色々なことがありましたが、先程法要の中で欲令衆というお経が心に残りました。

欲令衆を聞いていて、私がまだ若かった頃、信養寺様ご一行の皆様とご一緒に七面山参拝に行った時の事を思い出しました。七面山を登っていくと、途中に水子地蔵様がお祀りしてある所や無縁様をお祀りしてある所があるのですが、そこでは特に小林文榮上人のもと沢山のお経をあげていただいたのを思い出します。と仰言って当時を思い出しているのかしばし無言になられた。聞いている私達も当時を思い出し、思わず涙がこぼれそうになりました。

先程小林上人からもお話しがありましたが、私も高野上人と仲が良く、昨年ご遷化された時は本当に驚きました。

お坊さんが亡くなると、遷化(せんげ)されたと言います。遷という字はよそに移るという意味を持ち、教化の場所を移す、化は教育化導(良いように相手を導く教えの場を終わって他の場所に移って行く)「遷化」とは、この世の教化を終えて他国土の教化に遷移する。高野上人も霊山において我々を見守っている事と思います。

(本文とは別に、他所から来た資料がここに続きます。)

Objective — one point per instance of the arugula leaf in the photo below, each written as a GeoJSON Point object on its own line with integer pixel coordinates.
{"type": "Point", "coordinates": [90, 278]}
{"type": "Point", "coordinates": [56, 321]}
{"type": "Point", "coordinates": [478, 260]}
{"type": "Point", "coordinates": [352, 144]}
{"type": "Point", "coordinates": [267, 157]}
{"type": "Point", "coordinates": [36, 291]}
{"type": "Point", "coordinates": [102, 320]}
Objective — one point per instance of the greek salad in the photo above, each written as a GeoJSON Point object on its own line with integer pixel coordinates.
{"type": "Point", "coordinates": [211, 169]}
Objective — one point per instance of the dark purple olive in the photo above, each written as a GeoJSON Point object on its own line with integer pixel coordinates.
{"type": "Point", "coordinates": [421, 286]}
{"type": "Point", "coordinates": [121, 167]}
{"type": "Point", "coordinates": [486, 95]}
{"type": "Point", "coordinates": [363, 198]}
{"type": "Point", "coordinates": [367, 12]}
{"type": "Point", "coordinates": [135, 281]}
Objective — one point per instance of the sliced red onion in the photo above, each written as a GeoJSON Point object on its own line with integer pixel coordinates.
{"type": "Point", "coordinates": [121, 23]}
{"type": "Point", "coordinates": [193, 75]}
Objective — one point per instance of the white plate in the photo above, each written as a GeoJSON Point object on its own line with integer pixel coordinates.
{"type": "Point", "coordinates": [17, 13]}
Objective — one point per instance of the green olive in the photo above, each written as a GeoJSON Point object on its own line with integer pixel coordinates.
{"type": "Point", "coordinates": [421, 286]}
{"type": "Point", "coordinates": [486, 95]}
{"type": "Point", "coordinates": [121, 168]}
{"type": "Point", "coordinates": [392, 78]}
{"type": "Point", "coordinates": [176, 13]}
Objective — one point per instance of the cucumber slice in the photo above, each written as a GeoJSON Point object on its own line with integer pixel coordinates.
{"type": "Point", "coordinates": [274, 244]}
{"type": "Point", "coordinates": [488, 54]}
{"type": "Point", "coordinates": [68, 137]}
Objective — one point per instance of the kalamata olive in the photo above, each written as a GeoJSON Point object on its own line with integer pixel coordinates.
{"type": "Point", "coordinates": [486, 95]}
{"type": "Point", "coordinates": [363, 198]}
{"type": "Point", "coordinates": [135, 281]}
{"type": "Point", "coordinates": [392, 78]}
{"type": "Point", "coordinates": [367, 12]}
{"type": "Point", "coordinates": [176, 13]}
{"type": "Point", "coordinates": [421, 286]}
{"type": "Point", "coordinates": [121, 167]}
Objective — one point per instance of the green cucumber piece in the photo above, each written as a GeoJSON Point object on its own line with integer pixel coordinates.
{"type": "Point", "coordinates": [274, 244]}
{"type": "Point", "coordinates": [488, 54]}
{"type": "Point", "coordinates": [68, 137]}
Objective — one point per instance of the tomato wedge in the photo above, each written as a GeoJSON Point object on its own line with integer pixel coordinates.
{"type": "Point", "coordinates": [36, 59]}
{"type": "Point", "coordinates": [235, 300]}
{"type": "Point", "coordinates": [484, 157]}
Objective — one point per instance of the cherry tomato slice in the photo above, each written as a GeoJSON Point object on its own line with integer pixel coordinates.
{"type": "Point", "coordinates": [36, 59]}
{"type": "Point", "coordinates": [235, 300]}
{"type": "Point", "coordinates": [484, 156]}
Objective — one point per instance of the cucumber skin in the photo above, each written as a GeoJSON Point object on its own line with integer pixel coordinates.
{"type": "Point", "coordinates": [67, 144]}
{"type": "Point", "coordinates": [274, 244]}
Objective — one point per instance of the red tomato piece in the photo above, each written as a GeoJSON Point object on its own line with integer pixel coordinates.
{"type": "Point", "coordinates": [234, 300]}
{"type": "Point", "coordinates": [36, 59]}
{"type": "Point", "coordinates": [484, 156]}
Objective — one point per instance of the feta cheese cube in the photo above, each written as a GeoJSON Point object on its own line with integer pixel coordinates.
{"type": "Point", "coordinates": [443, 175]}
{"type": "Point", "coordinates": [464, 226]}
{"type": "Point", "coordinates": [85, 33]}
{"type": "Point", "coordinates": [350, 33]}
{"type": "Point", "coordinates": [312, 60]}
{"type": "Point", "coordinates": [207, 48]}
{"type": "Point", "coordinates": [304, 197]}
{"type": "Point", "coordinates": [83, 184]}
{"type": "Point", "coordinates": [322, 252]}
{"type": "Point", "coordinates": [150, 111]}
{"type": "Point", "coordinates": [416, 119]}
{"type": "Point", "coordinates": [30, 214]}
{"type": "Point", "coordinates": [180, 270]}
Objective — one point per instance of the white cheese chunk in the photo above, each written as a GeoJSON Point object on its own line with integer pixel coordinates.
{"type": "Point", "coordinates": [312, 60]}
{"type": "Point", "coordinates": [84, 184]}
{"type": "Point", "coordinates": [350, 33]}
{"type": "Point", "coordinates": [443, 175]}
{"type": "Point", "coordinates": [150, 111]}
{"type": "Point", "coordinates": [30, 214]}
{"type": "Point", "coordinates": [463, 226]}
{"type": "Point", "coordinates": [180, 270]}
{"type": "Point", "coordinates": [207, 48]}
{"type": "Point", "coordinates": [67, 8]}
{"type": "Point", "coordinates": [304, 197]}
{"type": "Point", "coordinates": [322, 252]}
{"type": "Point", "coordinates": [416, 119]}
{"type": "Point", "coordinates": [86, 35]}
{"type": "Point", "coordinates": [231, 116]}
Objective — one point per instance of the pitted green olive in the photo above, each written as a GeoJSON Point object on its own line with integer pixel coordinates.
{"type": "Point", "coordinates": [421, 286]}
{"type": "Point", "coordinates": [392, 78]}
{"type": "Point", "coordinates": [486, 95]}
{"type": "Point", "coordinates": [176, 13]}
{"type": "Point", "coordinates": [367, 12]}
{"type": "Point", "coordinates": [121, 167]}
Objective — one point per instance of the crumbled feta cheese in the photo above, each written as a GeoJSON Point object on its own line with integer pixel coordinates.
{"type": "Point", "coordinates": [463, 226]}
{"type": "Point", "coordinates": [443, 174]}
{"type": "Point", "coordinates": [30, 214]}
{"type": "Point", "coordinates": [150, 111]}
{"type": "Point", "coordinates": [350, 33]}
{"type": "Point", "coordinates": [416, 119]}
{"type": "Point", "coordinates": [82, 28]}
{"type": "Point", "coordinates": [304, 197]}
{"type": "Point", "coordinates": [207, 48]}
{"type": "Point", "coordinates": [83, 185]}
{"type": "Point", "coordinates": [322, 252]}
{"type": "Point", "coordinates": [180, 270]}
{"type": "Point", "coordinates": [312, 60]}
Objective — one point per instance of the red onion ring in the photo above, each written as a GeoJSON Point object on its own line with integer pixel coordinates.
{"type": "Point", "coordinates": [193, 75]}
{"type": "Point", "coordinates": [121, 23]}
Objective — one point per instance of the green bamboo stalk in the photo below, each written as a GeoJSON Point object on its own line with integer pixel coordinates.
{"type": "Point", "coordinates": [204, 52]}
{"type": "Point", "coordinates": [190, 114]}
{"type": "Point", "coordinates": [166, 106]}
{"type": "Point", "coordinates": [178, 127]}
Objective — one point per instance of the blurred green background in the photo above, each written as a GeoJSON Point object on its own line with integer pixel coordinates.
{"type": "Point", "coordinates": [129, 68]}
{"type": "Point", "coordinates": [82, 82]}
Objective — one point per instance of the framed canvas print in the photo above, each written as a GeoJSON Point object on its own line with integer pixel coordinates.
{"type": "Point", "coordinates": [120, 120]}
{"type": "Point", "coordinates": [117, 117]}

今年から毎年法話をして下さることになりました伊丹上人の、時にユーモアを交え仏教の始まりから丁寧にお話し下さいました。
約一時間のご法話、皆一様に感激をし、檀信徒の皆様からも、今から待ち遠しいと口々に申されておりました。
来年は、日蓮大聖人の出現からのお話となってくるそうです。

伊丹上人有難うございました。

こうして、信養寺の日蓮大聖人報恩御会式が閉じられました。